Draft Statement of Mission and Core Values
Posted: 2 September 2002

Committee on ICANN Evolution and Reform
Draft Statement of Mission and Core Values
2 September 2002

To the ICANN Community:

The ICANN Evolution and Reform Committee has prepared the following Draft Statement of Mission and Core Values, which incorporates changes to the version published as part of the 20 June 2002 document entitled "ICANN: A Blueprint for Reform" to reflect various comments received from the community. As noted in the Evolution and Reform Committee's Second Interim Implementation Report, the proper articulation of ICANN's mission and core values is a very important element of ICANN reform. Additional comments on this draft are therefore invited.

Committee on ICANN Evolution and Reform
2 September 2002

Click here to read comments on this draft.

ICANN's Mission

The Internet Corporation for Assigned Names and Numbers (ICANN) is the private-sector body responsible for coordinating, at the overall level, the global Internet's systems of unique identifiers.

The mission of ICANN is to coordinate the stable and secure operation of the Internet's unique identifier systems. In particular, ICANN:

a. Coordinates the allocation and assignment of three sets of unique identifiers for the Internet; i.e.,

  • Domain names (forming a system referred to as "DNS");
  • Internet protocol (IP) addresses and autonomous system (AS) numbers; and
  • Protocol port and parameter numbers.

b. Coordinates the operation and evolution of the DNS's root name server system.

c. Coordinates policy-development reasonably and appropriately related to these technical functions.

ICANN's Core Values

In performing its mission, ICANN adheres to these core values and principles:

1. Preserve and enhance the operational stability, reliability, security, and global interoperability of the Internet.

2. Respect the creativity and innovation made possible by the Internet by limiting ICANN's activities to those matters within ICANN's mission requiring or significantly benefiting from global coordination.

3. To the extent feasible and appropriate, delegate coordination functions to or recognize the policy role of other responsible entities that reflect the interests of affected parties.

4. Seek and support broad, informed participation reflecting the functional, geographic, and cultural diversity of the Internet, at all levels of policy development and decision-making.

5. Where feasible and appropriate, depend on market mechanisms to promote and sustain a competitive environment.

6. Introduce and promote competition in the registration of domain names where practicable and beneficial in the public interest.

7. Employ open and transparent policy development mechanisms that (a) promote well-informed decisions based on expert advice, and (b) ensure that those entities most affected can assist in the policy development process.

8. Make decisions by applying documented policies neutrally and objectively, with integrity and fairness.

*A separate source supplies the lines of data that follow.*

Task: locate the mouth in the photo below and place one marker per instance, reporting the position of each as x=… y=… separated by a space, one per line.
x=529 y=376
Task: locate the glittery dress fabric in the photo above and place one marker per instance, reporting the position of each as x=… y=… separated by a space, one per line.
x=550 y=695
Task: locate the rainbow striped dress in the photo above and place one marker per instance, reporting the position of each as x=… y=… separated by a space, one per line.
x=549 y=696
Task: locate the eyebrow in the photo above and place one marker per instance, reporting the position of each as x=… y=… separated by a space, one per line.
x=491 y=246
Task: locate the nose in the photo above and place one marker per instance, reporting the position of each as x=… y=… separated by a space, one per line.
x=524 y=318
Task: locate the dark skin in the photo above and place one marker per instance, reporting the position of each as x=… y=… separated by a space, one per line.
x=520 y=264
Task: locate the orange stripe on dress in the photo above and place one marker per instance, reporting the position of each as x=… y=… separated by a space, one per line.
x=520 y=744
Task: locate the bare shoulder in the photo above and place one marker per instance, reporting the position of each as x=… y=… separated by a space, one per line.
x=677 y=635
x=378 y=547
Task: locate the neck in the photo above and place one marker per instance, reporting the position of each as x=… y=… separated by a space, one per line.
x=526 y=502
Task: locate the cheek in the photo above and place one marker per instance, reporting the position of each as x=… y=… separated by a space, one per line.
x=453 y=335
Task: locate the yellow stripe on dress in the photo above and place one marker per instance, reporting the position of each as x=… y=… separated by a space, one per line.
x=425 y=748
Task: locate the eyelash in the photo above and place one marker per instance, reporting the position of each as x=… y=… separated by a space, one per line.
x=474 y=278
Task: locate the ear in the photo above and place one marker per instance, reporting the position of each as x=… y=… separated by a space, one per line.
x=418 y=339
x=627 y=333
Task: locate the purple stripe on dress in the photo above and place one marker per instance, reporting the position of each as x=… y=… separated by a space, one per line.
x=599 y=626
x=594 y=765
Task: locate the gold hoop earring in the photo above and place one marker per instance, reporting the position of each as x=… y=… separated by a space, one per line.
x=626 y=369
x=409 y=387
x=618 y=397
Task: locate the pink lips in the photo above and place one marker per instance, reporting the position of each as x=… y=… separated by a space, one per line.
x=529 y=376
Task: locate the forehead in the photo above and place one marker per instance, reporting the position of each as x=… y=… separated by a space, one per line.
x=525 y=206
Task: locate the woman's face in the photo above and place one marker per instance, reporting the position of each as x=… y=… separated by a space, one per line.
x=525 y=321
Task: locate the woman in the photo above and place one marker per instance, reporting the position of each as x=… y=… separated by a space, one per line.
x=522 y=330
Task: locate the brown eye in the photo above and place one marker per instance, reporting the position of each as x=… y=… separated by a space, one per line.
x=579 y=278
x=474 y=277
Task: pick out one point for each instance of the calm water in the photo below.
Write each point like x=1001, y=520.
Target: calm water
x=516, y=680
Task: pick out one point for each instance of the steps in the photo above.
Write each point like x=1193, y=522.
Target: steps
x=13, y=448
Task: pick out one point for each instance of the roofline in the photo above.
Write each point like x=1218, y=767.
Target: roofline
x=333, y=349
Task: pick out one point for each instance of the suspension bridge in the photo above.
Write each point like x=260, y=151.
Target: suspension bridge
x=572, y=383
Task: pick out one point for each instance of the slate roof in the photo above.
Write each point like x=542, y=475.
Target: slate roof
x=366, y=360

9. Act with a speed that is responsive to the needs of the Internet while, as part of the decision-making process, obtaining informed input from those entities most affected.

10. Remain accountable to the Internet community through mechanisms that enhance ICANN's effectiveness.

11. Take into account the views of governments and public authorities responsible for public policy, so that the need for direct governmental action is minimized.